Dog poop scooping? Personal couriers? Game testing? Something we haven't thought of because the relevant industry doesn't exist yet?

Economies aren't static. You can always find something useful to do.

2 comments

I agree. Even now (2012 - almost 2013) there are still lots of services needed but when I was a teenager I unfortunately kept looking for a type of job that my friends had instead of looking for a need to fill (I eventually did land a very different job though working alongside field workers).

Today I've seen adults in their 30's and 40's jump out of the IT industry to start their own business scooping dog poop out of back yards and making enough money to live on. Same thing with cleaning swimming pools. There are lots of services they could provide.

Indeed. The out-of-work teenager doesn't necessarily need to start the business himself--someone will see the opportunity--but it is helpful if he can. I think it is a better mindset to try to be useful than to seek a job.
I'd love to see enough jobs automated so that when somebody asks, "But what about the people who do those jobs now?" the answer is "Everybody in the remaining jobs drop down to 20 hours a week, the unemployed take up the other 20 hours a week, and we all enjoy more leisure time." I don't see it happening, but it would be nice.

It's a little disappointing that despite immense advances in technology and production, and increased efficiency, all we're achieving is having people toil the same amount as before, but doing something else.

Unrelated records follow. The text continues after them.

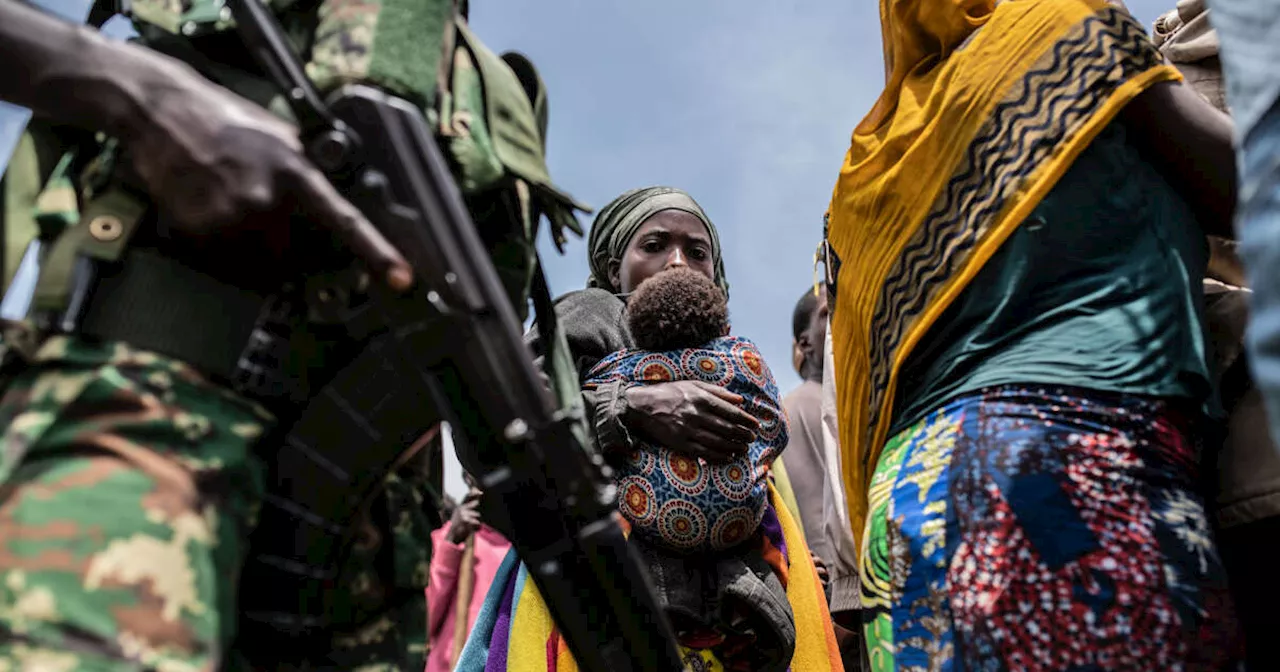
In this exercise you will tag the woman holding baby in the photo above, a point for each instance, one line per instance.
(689, 416)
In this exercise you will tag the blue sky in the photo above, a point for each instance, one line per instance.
(748, 106)
(750, 110)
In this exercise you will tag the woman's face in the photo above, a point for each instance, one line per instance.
(667, 240)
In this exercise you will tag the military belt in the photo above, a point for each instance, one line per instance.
(155, 302)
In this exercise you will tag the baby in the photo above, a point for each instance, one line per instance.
(679, 320)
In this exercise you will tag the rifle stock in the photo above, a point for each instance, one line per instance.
(543, 488)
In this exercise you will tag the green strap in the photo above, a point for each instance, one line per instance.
(21, 188)
(106, 225)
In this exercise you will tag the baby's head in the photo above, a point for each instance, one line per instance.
(677, 309)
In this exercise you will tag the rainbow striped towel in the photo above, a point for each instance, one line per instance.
(513, 631)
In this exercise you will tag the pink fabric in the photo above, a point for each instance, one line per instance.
(442, 592)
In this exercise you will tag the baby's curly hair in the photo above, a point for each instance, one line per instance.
(677, 309)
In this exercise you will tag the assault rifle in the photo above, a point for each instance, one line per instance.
(453, 350)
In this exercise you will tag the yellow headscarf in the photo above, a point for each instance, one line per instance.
(986, 106)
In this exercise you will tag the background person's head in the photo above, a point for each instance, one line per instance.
(648, 231)
(809, 333)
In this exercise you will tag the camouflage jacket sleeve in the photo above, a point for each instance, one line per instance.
(391, 44)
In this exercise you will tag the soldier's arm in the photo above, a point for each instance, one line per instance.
(72, 74)
(1192, 140)
(186, 136)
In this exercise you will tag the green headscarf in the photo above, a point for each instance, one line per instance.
(620, 220)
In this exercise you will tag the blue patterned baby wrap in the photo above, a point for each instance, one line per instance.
(686, 503)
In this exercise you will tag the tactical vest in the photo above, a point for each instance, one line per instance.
(489, 115)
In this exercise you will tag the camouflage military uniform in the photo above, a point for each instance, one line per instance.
(128, 481)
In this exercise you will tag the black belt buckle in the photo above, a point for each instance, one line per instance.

I think that will happen to the extent that people want it to. It's happening now, in fact, with things like semi-retirement and freelancing and professional (but not rich) bloggers/web comic authors and so forth on the rise. You can live a very frugal lifestyle and have a lot of free time if you want.

Most people seem to be choosing to spend productivity gains on "more stuff" rather than "more time". And that is certainly their prerogative. :) I mean, with so many people working so productively for so many hours, there is a lot of cool stuff available nowadays.

That is contingent upon minimum wage rising to match, or an Alask-style guaranteed income trust.